I have a stored procedure that is being executed from a legacy ASP.NET WebForms application that is timing out. The CommandTimeout
property has been set to 6 minutes. The stored procedure queries a table with 15 million rows in it and joins to other tables.... so it is slow. However, it only returns 20 rows, so network performance is not the issue here.
var data = new DataSet();
using (var connection = GetConnection())
using(var command = connection.CreateCommand())
using(var dataAdapter = new SqlDataAdapter(command))
{
command.CommandTimeout = 360;
command.CommandType = CommandType.StoredProcedure;
command.CommandText = "praGetTradesForProductIdReassignment";
command.Parameters.AddWithValue("@int4_TradeId", (object)tradeId ?? DBNull.Value);
command.Parameters.AddWithValue("@int4_FeedId", (object)feedId ?? DBNull.Value);
command.Parameters.AddWithValue("@int4_SystemId", (object)systemId ?? DBNull.Value);
command.Parameters.AddWithValue("@int4_TradeCode", (object)tradeCode ?? DBNull.Value);
command.Parameters.AddWithValue("@int4_ProductID", (object)productId ?? DBNull.Value);
command.Parameters.AddWithValue("@sortColumn", sortColumn);
command.Parameters.AddWithValue("@sortDirection", sortDirection);
command.Parameters.AddWithValue("@pageIndex", pageIndex);
command.Parameters.AddWithValue("@pageSize", pageSize);
dataAdapter.Fill(data);
}
return data;
When I execute the same stored procedure, with the same parameters from within SQL Server Management Studio, it completes successfully after about 50 seconds.

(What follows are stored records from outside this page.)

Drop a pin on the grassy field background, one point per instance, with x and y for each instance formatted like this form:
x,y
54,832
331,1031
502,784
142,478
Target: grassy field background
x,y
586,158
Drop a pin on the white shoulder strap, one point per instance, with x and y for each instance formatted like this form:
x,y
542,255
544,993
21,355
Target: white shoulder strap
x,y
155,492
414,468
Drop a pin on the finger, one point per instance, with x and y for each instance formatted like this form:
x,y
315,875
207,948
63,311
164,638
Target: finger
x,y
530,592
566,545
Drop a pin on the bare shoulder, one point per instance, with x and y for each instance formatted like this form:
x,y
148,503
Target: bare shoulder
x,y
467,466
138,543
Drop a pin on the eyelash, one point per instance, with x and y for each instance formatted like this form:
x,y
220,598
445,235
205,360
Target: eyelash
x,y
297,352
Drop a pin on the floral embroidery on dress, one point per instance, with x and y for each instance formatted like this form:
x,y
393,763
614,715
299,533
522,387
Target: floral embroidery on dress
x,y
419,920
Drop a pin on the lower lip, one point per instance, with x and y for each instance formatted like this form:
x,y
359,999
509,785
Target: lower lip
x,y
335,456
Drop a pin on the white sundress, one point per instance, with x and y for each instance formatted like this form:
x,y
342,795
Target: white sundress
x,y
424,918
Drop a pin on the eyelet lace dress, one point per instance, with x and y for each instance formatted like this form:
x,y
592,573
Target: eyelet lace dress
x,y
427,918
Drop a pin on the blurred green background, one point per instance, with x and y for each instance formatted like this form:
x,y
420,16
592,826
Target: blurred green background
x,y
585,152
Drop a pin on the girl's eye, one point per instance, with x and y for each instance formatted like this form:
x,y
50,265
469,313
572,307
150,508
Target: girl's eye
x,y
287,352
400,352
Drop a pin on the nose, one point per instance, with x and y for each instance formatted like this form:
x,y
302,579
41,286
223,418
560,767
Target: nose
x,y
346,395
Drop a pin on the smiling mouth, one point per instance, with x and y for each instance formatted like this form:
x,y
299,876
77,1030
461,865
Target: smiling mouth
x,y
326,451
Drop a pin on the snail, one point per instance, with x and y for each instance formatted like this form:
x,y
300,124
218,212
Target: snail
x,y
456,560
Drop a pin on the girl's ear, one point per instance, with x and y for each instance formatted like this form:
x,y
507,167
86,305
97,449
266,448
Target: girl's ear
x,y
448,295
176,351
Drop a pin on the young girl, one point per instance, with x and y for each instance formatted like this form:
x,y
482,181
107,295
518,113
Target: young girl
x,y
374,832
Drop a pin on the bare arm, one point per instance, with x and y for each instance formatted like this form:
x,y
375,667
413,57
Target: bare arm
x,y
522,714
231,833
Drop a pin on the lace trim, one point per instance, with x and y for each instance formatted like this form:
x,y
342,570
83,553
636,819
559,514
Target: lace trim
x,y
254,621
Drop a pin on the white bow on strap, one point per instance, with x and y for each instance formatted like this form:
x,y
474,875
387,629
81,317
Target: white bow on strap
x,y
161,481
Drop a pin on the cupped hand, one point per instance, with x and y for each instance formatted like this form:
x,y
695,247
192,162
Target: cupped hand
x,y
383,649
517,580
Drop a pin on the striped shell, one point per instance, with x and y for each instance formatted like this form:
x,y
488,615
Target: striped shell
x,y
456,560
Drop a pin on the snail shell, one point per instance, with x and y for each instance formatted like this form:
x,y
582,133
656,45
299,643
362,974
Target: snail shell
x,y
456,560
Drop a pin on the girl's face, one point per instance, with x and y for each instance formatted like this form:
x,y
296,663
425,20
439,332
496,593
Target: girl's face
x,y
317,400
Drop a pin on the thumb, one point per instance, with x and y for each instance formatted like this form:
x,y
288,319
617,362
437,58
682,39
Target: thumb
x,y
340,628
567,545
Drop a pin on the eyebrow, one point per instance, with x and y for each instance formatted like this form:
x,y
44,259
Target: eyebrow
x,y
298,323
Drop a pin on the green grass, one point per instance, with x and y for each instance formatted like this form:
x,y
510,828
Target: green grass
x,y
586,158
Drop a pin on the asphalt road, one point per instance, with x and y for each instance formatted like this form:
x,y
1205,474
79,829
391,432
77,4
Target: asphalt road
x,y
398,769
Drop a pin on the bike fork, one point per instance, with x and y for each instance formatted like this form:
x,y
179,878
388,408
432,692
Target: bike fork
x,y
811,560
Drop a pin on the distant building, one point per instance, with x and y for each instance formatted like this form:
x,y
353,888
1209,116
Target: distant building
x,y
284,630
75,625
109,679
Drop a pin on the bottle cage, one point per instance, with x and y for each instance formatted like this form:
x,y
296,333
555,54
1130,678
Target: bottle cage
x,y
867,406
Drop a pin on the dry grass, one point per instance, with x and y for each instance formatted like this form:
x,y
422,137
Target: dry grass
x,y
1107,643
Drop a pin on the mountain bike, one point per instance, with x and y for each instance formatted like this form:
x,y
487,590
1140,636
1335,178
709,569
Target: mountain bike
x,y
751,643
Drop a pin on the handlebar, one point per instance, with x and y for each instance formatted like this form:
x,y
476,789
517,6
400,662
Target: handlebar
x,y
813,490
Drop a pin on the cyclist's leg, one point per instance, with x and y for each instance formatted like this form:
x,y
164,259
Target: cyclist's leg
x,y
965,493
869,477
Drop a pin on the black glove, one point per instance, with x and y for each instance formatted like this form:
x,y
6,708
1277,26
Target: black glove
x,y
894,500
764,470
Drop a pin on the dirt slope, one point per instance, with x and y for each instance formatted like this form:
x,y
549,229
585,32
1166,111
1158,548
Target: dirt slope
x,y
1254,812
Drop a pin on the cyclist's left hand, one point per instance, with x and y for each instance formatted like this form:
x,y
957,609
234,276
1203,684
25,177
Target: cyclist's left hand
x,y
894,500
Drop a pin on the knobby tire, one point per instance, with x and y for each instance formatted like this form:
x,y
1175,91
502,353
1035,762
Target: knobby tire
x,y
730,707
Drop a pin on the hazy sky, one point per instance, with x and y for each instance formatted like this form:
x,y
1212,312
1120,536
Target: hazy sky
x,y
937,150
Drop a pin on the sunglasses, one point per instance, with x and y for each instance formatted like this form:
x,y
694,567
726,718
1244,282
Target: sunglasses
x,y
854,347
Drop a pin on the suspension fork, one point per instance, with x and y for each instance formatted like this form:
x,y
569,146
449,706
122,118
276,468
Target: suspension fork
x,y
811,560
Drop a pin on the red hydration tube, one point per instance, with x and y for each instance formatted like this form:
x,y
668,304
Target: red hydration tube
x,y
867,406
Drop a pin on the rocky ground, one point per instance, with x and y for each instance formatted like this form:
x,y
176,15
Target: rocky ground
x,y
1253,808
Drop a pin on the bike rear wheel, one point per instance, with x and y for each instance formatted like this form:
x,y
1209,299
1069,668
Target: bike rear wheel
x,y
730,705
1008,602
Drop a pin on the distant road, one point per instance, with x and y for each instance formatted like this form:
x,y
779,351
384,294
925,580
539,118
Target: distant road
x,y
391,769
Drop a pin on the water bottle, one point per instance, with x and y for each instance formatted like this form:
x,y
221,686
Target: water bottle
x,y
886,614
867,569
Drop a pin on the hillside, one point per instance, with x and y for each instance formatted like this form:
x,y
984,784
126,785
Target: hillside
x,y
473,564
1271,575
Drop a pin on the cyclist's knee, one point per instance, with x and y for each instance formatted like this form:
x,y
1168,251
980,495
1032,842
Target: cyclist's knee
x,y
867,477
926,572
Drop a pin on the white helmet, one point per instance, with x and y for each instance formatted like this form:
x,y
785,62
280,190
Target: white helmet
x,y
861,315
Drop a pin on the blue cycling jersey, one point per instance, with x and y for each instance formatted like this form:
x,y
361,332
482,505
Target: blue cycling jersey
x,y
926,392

I've run a SQL Trace using Profiler which shows that the ADO.NET execution is taking way longer than the SQL Server Management Studio one (50 vs 356 seconds).
<Events>
<Event id="13" name="SQL:BatchStarting">
<Column id="1" name="TextData">exec praGetTradesForProductIdReassignment @int4_TradeId=NULL,@int4_FeedId=NULL,@int4_SystemId=NULL,@int4_TradeCode=NULL,@int4_ProductID=NULL,@sortColumn=N'',@sortDirection=0,@pageIndex=0,@pageSize=20</Column>
<Column id="10" name="ApplicationName">Microsoft SQL Server Management Studio - Query</Column>
</Event>
<Event id="12" name="SQL:BatchCompleted">
<Column id="10" name="ApplicationName">Microsoft SQL Server Management Studio - Query</Column>
<Column id="1" name="TextData">exec praGetTradesForProductIdReassignment @int4_TradeId=NULL,@int4_FeedId=NULL,@int4_SystemId=NULL,@int4_TradeCode=NULL,@int4_ProductID=NULL,@sortColumn=N'',@sortDirection=0,@pageIndex=0,@pageSize=20</Column>
<Column id="13" name="Duration">49946289</Column>
</Event>
<Event id="10" name="RPC:Completed">
<Column id="10" name="ApplicationName">.Net SqlClient Data Provider</Column>
<Column id="1" name="TextData">exec praGetTradesForProductIdReassignment @int4_TradeId=NULL,@int4_FeedId=NULL,@int4_SystemId=NULL,@int4_TradeCode=NULL,@int4_ProductID=NULL,@sortColumn=N'',@sortDirection=0,@pageIndex=0,@pageSize=20</Column>
<Column id="13" name="Duration">356352721</Column>
</Event>
</Events>
Why does the ADO.NET execution take so much longer than the SSMS execution?
The purpose of this question is not to improve the performance of the stored procedure, but rather to determine the reason for the difference in performance between an invocation via ADO.NET vs SSMS.